Bilski and McDonald on the books

So the Term is over and the results are in: patents on computer software and business methods are here to stay (PDF), and "Send lawyers, guns, and money" is now the law of the land (PDF).

Driberally tonight

Drinking Liberally is a weekly social gathering where progressives talk politics and get to know one another. In Center City Philadelphia, we meet on Tuesday nights at José Pistola's upstairs bar, where there are drink specials from 6:00 to 9:00 p.m. And the more we tip the bartender, the more frequently he hands out free dishes of chips and dips. I hope to see you there!

José Pistola's is at 263 South 15th Street (15th and Spruce) in Center City, near the Kimmel Center and the Academy of Music.
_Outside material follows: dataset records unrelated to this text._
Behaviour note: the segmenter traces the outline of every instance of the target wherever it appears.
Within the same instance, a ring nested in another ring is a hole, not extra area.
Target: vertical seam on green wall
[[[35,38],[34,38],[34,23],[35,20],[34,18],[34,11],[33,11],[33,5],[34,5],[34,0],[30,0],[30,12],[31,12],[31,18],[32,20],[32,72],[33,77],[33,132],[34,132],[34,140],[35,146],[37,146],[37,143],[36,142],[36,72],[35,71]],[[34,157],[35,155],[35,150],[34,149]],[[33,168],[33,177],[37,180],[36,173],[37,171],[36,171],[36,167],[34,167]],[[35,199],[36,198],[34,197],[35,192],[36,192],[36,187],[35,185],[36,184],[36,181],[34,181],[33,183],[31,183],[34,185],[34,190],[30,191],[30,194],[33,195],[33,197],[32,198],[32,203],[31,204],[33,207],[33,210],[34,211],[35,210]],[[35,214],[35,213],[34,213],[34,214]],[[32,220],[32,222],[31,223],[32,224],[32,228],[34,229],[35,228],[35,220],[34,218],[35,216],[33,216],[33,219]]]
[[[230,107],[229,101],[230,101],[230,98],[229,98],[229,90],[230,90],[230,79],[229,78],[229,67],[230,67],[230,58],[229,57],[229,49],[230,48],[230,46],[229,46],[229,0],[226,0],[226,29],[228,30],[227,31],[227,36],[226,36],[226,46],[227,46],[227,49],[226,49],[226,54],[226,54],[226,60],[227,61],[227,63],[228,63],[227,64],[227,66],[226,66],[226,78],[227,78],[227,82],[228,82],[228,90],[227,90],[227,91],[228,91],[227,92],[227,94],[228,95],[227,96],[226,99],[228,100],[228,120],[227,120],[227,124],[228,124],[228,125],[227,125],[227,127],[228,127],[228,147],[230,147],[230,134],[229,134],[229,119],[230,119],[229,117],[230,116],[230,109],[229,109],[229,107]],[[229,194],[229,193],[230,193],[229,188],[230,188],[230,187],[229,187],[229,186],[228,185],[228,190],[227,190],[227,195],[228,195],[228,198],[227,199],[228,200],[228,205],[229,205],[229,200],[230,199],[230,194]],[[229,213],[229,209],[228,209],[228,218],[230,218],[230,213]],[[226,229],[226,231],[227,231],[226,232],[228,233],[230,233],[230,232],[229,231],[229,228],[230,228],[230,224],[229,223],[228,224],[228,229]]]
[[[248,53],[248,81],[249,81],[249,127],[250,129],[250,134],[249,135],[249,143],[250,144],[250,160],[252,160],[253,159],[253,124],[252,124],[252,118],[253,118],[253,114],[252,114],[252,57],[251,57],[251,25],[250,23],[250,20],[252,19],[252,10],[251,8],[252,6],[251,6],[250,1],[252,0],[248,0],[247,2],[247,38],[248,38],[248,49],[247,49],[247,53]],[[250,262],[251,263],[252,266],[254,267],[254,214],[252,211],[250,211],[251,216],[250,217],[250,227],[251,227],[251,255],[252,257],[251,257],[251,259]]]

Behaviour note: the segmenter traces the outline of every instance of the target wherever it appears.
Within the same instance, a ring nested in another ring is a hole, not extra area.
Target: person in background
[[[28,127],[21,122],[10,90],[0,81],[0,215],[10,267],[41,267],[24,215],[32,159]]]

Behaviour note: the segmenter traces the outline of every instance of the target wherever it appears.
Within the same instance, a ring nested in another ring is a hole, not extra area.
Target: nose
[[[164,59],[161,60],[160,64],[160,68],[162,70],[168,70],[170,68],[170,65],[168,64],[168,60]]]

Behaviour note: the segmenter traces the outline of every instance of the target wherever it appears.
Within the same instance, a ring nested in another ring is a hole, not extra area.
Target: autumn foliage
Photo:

There's a parking garage across the street, but as filthy liberal hippies naturally we suggest public transit; both SEPTA and PATCO will get you there in two shakes of a lamb's tail.

This week's topic: Is the World Cup over yet?

"Come for the beer, stay for the check"

24 June 2010

More like "higher price project," amirite?

My local supermarket has been promoting its "Lower Price Project" for some months now. It's Orwellian, though. They're calling it "a complete resetting of [their] prices" through "comprehensive price reduction," but now a pound (half-kilo) box of pasta is $1.65. Insane.

Never mind that a lot of the brands have been hit with the grocery shrink ray, and the pound boxes have become 14.5-ounce, 13.5-ounce, 13.25-ounce or even 12-ounce boxes.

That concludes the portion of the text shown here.